PostgreSQL Slow Cascading Deletes
This is less a thing I recently learned than one that I re-learned multiple times through real-world experience. Imagine that you are migrating a reasonable sized dataset from a document store to PostgreSQL. You have enabled dual writes and you are progressing slowly through a backfill process when, sadly, latency begins to spike and you find that all the slow queries are DELETE
statements and PostgrSQL is consuming quite a bit of CPU trying to complete these deletes. When you look at the schema, you see that the deletes are associated with
a foreign key constaint that specifies ON DELETE CASCADE
. You might be tempted, as many on stack overflow have done, to conclude generally that "DELETE CASCADE in PostgreSQL extremely slow". That's not strickly true, though. Let's take a look at an example and explain why this happens.

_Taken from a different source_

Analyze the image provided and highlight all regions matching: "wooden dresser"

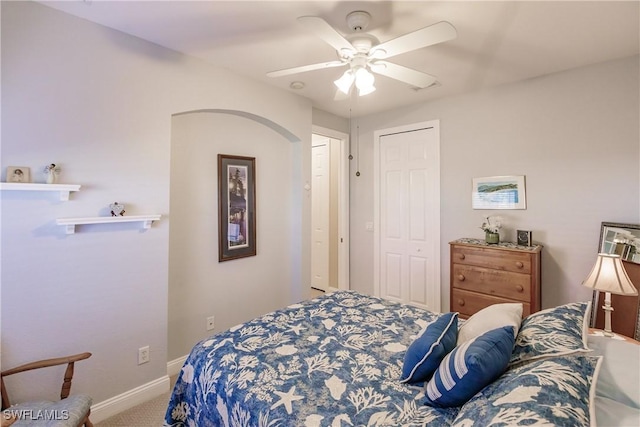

First, let's create a couple of tables that have the kind of foreign key constaint that we're talking about.
CREATE TABLE IF NOT EXISTS people (
id INTEGER PRIMARY KEY,
name VARCHAR(255) NOT NULL);
CREATE TABLE IF NOT EXISTS phone_numbers (
id INTEGER PRIMARY KEY,
person_id INTEGER NOT NULL REFERENCES people(id)
ON DELETE CASCADE ON UPDATE CASCADE,
number VARCHAR(255) NOT NULL);
Now, let's run a little experiment where we insert N
rows into the people
table and N
rows into the phone_numbers
table. Then, we'll simply delete all the rows in the people
table (which will also delete all the rows in the phone_numbers
table) using the following statement,
DELETE FROM people;
We'll do this for increasing values of N
and we'll also do the same thing in MySQL to see if PostgreSQL deserves the reputation for having slow cascading deletes.
That clearly shows that there is some merit to the claim that PostgteSQL has slow cascading deletes. MySQL is able to delete all 25,000 people rows along with their associated phone numbers in 174ms. PostgreSQL, on the other hand, takes over 14 seconds. Such a massive difference in performance is a good indicator that this is not merely a matter of PostgreSQL being slower than MySQL. Let's look and see what indexes were created in PostgreSQL when we built our tables earlier.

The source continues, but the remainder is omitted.